Introducing Git::Database

Git::Database is yet another module I wrote to interact with Git. It wraps an OO-layer around Git objects (blobs, trees, commits, tags), in a way that's very similar to what Git::PurePerl does. It has no opinion on the actual means to get the data from the Git object database: that bit is done with the Perl Git wrapper of your choice.

At the moment, there's only one supported wrapper for fetching data from Git: my own Git::Repository. I already have branches with working code (i.e. passing all the relevant tests) for Git::Wrapper, Git::Sub, Git::PurePerl and even the venerable Git.pm, which I'll publish when they are more feature-complete. Git::Class is missing some critical feature I need to get the data from Git, and I couldn't figure out how to get the data using Git::Raw. Patches welcome!

The release is a version 0.001, as I expect the interface to have some rough edges that need some polishing. Depending on the feedback I receive, a version 1.000 should appear in a few months.

It's a long story...

Simply by looking at the dates of the various stages of this project, you can tell I'm a procrastinator and a perfectionist who will die with folders full of interesting ideas and not a single line of code written for any of them. ;-( Maybe I should blog about those, and let others run with them, if they have the time and inclination. (Obviously, one of these projects is a blogging tool...)

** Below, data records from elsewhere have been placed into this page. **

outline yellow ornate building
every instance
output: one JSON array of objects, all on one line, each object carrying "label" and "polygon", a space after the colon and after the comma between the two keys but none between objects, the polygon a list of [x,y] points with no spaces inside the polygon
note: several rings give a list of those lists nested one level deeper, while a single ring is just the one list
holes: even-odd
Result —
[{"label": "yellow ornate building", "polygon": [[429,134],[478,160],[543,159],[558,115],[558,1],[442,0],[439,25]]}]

To be honest, I don't really need something like Git::Database: I just thought it was a cool idea that could provide some useful functionality. That also explains the slow pace of development.

Anyways, here's Git::Database lineage:

Git::Simple

The first commit in the Git-Database repository dates back from August 2013 (at the time, I called it Git::Simple, after a discussion with GETTY who was frustrated at how cumbersome it was to setup some test repositories for testing the interactions with Git for one of his projects). In a way, Git::Database is one of the yaks on the path to Git::Simple.

Glow

Most of the ideas and code for Git::Database come from another, older project:
Glow (for Git-Like Object Warehouse) was started in June 2012, as an attempt to force myself to learn Moose. One the main ideas was to use the Git principles (using signatures hashes as the identity of the objects, linking objects using those digests as pointers) to build some projects similar to Git.

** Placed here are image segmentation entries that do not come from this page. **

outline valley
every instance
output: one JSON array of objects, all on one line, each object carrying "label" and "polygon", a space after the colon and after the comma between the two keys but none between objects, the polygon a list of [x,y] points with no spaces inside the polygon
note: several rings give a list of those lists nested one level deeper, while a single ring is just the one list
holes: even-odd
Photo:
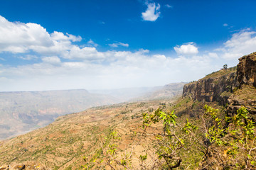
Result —
[{"label": "valley", "polygon": [[60,116],[1,141],[1,169],[255,169],[255,52],[186,84],[182,97]]}]

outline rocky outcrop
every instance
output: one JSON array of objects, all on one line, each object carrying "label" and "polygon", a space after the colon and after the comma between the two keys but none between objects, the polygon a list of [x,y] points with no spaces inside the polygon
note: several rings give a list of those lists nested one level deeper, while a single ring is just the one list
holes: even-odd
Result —
[{"label": "rocky outcrop", "polygon": [[237,76],[240,86],[247,84],[256,87],[256,52],[239,59]]},{"label": "rocky outcrop", "polygon": [[256,120],[256,52],[239,59],[235,68],[222,69],[186,84],[183,97],[227,105],[228,113],[245,106]]},{"label": "rocky outcrop", "polygon": [[235,68],[223,69],[208,77],[186,84],[183,97],[200,101],[218,101],[225,104],[237,86]]}]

One of my targets was a backup system, where the tree objects would support a larger scope of permissions (possibly extended attributes), and the storage would be handled by distributed key-value stores. Many people have tried to use Git as a backup system, but the limitations of Git (especially regarding large files, or the digest size, or the fact that commits miss some of the metadata that's interesting for backups) meant they sometimes had to work around Git. My idea was to steal the best ideas from Git to build a framework for making your own "Git-like" store, with slightly different objects (e.g. using SHA-256, or splitting large files in smaller chunks, like bup does (using the rsync algorithm)).

The nice trick was that the first store I'd write with Glow would be compatible with Git, which would make it easy to test against realistic data.

git-test-repo-tool

In January 2013, as I was trying to compare the speed of Glow with that of the other Perl Git wrappers (by having them perform the equivalent of git log on various repositories), Git::PurePerl choked on a commit (probably 8ead1bfe111085ef1ad7759e67340f074996b244 from git.git), which contained a mergetag. Since I wanted Git::Repository to be the best Perl Git wrapper available, I fixed Git::Repository::Log (which was at the time still part of the Git-Repository distribution) the next month.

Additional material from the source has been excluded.